Generally, a person must be given a drug dose at regular intervals to ensure that the effective or the therapeutic concentration of the drug is maintained in the body. For some drugs, maintaining this steady state is not as simple as giving a standard dose of medication. Each person will absorb, metabolize, utilize and eliminate drugs at different rates based upon their age, general state of health and genetic makeup. The drug concentration in the body may be enhanced or decreased by the interference of other medications that you may be taking along with the drug which has to be motioned. This is also known as drug-drug interaction.
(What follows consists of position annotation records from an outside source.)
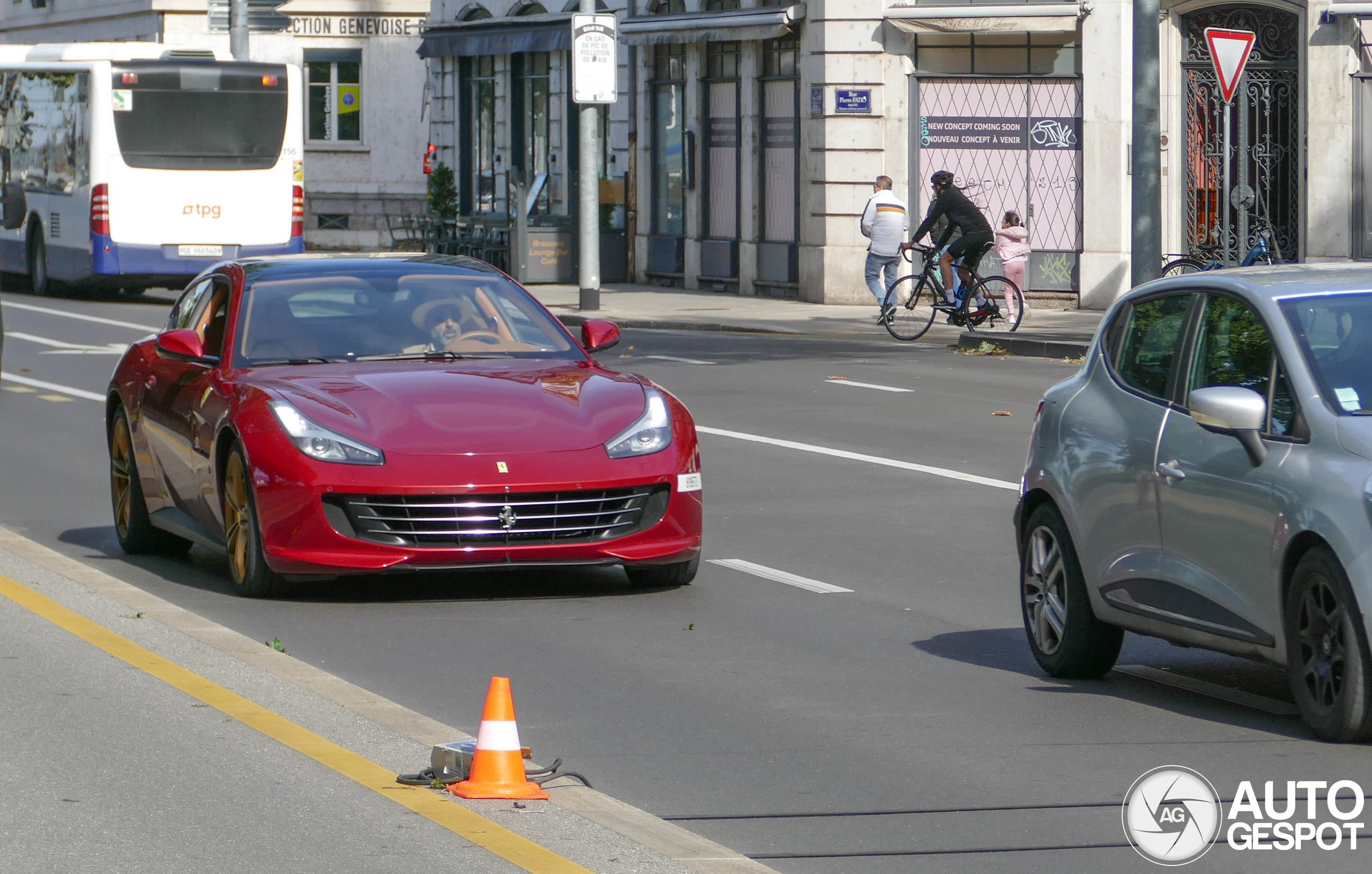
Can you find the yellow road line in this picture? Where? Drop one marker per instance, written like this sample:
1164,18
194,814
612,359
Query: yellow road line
482,832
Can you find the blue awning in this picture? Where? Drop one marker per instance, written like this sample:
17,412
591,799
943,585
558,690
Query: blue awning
550,32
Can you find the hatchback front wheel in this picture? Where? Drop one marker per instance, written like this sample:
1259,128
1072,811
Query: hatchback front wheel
1327,649
1064,633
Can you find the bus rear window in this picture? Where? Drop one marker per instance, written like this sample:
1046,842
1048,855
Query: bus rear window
199,116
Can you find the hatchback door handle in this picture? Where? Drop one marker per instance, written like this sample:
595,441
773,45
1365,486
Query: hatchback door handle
1170,471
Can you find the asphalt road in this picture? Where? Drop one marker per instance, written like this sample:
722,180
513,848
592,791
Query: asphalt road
900,726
Not all medications require therapeutic monitoring. Most drugs have a wide therapeutic index and can be prescribed based upon pre-established dosing schedules. The effectiveness of these treatments has been evaluated, but monitoring the concentration of the drug in the blood is not required for dosing. Examples of drugs that do not require monitoring include high blood pressure (hypertension) medications and many of the antibiotics given to treat bacterial infections. If an infection resolves with a given antibiotic or if blood pressure is lowered with the prescribed blood pressure medication, then the treatments have been effective.